In light of a renewed appreciation of the body and of the symbolic understanding of it that much of contemporary anthropology offers, it should be observed that not all organs of the human body are in equal measure an expression of the unrepeatable identity of the person. There are some which exclusively perform their specific function; others, instead, add to their functionality a strong and personal symbolic element which inevitably depends on the subjectivity of the individual; and others still, such as the encephalon and the gonads, are indissolubly linked with the personal identity of the subject because of their specific function, independently of their symbolic implications. Therefore one must conclude that whereas the transplantation of these last can never be morally legitimate, because of the inevitable objective consequences that they would produce in the recipient or in his descendants,(61) those organs which are seen as being purely functional and those with greater personalized significance must be assessed, case by case, specifically in relation to the symbolic meaning which they take on for each individual person.(62)

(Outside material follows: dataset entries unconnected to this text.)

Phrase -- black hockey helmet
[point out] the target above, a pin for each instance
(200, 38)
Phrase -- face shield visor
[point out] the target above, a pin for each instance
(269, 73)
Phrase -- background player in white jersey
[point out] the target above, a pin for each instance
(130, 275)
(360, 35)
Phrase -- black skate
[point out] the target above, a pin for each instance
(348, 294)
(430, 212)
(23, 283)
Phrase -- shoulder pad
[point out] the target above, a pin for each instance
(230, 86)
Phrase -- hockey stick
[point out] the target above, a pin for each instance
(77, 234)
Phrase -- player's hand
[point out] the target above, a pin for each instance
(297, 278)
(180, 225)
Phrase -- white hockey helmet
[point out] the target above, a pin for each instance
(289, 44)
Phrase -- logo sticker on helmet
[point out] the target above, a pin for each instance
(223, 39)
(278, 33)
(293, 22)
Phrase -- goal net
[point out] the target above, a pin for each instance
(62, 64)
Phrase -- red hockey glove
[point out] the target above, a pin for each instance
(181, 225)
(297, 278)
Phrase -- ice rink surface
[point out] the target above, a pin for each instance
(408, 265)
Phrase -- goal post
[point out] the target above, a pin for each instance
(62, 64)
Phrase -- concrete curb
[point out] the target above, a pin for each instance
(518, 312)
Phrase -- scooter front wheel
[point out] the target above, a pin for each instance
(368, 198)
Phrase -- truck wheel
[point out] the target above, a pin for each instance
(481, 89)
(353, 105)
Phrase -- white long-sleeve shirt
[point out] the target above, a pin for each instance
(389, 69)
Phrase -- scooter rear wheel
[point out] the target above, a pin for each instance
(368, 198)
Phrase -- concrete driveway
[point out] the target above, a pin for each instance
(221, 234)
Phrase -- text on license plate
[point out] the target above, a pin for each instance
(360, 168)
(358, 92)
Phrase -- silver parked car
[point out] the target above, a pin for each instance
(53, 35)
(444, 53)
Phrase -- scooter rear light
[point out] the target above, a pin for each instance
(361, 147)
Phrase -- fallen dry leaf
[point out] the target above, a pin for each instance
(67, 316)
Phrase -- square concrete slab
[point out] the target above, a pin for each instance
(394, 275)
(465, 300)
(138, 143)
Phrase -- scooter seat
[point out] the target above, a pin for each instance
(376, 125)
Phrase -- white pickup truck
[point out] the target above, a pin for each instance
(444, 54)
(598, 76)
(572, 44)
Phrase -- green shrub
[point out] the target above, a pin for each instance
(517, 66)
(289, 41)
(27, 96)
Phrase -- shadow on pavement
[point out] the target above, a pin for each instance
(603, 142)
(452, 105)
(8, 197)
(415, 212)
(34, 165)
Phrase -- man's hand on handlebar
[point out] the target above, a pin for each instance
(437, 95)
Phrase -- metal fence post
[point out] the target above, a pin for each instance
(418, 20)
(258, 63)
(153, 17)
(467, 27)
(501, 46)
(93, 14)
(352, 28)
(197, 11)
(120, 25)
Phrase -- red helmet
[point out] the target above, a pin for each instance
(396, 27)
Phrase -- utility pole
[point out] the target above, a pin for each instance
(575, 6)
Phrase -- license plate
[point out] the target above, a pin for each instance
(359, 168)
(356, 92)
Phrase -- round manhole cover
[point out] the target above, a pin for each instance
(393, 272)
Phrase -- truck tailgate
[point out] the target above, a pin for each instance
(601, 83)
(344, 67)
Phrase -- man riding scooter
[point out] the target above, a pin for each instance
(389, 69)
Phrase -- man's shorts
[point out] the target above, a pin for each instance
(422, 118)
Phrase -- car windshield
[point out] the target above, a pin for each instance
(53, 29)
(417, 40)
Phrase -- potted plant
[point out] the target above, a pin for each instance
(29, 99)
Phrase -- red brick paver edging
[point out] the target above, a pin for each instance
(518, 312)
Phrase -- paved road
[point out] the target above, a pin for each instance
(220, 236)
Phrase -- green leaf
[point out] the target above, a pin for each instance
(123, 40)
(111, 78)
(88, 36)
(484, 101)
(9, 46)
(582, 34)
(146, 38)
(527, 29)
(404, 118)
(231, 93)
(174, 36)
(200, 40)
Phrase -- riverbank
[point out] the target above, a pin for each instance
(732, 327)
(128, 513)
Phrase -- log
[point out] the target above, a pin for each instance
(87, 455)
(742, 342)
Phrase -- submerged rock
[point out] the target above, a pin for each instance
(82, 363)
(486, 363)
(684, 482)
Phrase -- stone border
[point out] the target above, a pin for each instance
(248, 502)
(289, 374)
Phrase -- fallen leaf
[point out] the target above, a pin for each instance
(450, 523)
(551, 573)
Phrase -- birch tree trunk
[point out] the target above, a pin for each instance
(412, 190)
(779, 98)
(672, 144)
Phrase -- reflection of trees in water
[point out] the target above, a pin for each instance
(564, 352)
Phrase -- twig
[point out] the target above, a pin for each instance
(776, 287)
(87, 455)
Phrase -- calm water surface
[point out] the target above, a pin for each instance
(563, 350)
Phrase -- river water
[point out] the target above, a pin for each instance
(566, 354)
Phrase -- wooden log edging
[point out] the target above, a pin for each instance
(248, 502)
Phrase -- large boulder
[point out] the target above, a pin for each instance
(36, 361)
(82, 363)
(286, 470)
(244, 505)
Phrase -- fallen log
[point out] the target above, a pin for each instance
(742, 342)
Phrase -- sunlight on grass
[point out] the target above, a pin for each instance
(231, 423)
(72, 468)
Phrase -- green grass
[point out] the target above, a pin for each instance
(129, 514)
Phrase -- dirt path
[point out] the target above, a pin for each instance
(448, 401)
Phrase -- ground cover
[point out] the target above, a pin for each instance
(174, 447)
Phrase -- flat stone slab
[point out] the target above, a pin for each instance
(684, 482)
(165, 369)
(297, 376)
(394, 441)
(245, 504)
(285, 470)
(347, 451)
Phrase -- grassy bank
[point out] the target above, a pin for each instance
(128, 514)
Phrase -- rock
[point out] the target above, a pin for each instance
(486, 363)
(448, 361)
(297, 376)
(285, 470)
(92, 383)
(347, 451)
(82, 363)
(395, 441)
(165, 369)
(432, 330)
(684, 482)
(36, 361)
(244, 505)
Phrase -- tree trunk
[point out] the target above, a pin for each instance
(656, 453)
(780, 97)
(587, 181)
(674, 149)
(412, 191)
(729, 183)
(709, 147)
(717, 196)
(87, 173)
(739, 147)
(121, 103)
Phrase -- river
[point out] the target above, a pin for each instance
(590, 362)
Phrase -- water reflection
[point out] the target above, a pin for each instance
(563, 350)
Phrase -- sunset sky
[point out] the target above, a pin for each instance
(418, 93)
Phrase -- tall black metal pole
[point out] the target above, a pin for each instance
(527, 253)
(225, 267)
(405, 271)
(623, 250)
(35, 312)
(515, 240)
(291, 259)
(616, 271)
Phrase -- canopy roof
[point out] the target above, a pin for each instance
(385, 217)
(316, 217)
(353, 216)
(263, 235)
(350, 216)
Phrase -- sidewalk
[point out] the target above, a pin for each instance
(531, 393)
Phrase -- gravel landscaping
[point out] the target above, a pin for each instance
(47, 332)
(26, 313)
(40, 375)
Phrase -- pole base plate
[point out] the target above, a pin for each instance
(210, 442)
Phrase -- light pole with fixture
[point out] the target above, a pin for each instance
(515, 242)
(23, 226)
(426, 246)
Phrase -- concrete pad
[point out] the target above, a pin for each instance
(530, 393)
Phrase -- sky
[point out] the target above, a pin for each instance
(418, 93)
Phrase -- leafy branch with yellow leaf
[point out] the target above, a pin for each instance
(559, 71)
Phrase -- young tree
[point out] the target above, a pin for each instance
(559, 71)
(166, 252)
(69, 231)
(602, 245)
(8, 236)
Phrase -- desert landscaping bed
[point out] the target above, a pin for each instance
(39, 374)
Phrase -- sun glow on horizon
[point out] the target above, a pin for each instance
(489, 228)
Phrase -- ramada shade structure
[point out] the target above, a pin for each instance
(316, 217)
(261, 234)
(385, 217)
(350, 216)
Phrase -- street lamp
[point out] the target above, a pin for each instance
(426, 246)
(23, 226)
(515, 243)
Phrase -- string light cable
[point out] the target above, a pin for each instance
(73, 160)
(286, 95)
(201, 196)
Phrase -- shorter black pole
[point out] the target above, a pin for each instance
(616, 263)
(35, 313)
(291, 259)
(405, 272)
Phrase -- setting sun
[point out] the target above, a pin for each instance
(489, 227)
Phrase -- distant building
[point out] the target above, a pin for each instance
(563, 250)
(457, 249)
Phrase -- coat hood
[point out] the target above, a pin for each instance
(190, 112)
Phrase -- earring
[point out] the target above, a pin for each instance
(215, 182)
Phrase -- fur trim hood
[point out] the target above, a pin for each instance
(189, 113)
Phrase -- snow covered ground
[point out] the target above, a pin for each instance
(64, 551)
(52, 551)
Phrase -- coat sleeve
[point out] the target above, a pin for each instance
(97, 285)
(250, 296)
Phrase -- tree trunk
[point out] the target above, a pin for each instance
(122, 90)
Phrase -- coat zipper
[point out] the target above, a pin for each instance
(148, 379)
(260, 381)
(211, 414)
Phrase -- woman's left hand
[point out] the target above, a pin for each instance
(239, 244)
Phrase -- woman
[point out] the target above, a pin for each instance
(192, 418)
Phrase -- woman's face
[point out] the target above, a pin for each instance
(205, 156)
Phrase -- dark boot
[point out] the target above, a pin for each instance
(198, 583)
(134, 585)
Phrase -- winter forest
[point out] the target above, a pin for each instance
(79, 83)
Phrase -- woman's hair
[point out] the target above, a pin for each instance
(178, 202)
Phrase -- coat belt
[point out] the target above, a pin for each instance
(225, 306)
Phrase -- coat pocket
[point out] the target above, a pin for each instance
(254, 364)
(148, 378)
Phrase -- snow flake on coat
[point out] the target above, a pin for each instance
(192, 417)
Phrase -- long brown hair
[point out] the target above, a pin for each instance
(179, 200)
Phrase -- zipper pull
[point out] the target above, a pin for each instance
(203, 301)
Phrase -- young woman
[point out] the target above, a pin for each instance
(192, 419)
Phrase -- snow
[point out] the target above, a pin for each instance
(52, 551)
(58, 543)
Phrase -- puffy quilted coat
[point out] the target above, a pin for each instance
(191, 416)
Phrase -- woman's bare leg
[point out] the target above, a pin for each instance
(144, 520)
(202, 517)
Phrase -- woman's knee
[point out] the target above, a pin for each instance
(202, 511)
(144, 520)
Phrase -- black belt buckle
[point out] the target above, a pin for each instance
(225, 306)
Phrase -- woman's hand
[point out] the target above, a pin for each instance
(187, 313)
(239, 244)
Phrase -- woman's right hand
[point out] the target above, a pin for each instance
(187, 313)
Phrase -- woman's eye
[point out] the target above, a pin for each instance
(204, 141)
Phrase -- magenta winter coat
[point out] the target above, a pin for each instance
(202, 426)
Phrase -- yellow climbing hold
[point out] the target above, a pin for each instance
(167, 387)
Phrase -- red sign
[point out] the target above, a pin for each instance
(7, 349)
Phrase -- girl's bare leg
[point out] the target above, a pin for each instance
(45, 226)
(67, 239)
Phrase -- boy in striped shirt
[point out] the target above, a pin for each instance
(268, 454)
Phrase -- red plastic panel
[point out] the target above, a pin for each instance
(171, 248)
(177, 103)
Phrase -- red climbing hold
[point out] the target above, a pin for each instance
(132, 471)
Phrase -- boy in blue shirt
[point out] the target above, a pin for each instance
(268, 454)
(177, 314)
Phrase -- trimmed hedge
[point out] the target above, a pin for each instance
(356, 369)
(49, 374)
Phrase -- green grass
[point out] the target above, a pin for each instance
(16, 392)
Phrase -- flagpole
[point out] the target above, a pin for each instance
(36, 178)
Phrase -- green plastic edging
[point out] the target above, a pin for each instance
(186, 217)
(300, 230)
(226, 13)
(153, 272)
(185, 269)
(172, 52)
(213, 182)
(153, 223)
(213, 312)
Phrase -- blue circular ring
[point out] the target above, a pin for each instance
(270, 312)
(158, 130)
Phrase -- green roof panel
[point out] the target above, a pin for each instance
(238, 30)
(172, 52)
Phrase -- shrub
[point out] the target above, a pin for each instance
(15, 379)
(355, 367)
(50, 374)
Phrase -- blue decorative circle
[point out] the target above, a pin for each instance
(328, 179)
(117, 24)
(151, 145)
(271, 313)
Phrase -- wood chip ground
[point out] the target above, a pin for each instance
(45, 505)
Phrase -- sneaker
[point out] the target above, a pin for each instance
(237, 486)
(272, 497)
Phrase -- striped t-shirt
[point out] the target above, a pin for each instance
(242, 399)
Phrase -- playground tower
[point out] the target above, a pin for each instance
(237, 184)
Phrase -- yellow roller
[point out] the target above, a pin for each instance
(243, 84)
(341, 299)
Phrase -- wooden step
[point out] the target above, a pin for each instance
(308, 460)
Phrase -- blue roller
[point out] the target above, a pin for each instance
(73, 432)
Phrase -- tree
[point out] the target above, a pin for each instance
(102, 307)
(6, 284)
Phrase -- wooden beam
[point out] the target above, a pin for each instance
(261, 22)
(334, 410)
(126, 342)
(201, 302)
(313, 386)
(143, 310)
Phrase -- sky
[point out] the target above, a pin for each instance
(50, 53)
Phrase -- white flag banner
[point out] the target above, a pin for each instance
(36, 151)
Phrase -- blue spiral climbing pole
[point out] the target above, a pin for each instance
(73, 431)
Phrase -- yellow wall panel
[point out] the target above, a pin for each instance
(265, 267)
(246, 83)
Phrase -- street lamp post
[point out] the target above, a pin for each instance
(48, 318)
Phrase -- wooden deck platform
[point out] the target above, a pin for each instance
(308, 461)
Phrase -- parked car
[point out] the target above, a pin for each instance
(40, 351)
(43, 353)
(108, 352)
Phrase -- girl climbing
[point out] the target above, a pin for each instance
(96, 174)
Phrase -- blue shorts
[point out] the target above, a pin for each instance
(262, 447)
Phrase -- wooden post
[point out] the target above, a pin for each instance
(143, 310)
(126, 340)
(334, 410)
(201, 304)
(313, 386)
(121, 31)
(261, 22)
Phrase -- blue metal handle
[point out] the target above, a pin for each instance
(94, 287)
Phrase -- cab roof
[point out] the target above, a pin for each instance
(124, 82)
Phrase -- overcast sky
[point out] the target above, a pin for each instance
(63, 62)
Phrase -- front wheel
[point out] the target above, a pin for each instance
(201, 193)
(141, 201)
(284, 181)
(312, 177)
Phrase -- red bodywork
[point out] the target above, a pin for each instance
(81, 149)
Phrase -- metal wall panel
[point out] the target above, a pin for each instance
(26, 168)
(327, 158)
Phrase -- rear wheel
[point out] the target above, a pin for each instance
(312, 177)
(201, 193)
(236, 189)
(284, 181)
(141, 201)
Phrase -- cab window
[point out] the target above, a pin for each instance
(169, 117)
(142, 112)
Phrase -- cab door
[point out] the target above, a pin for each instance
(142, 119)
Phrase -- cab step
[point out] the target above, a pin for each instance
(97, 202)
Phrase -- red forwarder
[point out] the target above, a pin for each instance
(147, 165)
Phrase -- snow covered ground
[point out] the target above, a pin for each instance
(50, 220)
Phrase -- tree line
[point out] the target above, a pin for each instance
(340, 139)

61) We do well to specify that, while the encephalon is related to the personal identity of the subject insofar as it is the organ representing the "principal seat of psychological consciousness", and the "deposit" of existential memory, the gonads are likewise related, insofar as they are organs charged with gametogenesis (the production of gametes); they represent, in a manner of speaking, the "transmitter" - by means of procreation - of the subject's personal identity (genetic patrimony) to offspring. For this reason, while an hypothetical encephalon transplant can in no case be considered morally licit, neither can an eventual gonad transplant - if performed for the purpose of supplying the gametogenetic function - be morally acceptable. Different, however, is the case of a gonad transplant performed exclusively for hormonogenetic purposes (that is, to restore a sufficient hormonal function); once the integrity of the subject's personal identity has been ensured, and once the disassociation with procreation has been established, there would be no particular moral reservations. In this regard, see M.P. Faggioni, Il trapianto di gonadi. Storia e attualità, Med. Mor., 1998, 48, 15-46.



62) Cf. Cuer P., Quelques considérations éthiques, notamment sur l'identité lors de xénotrasplantations, Path Biol (Paris) 2000, 48426-428.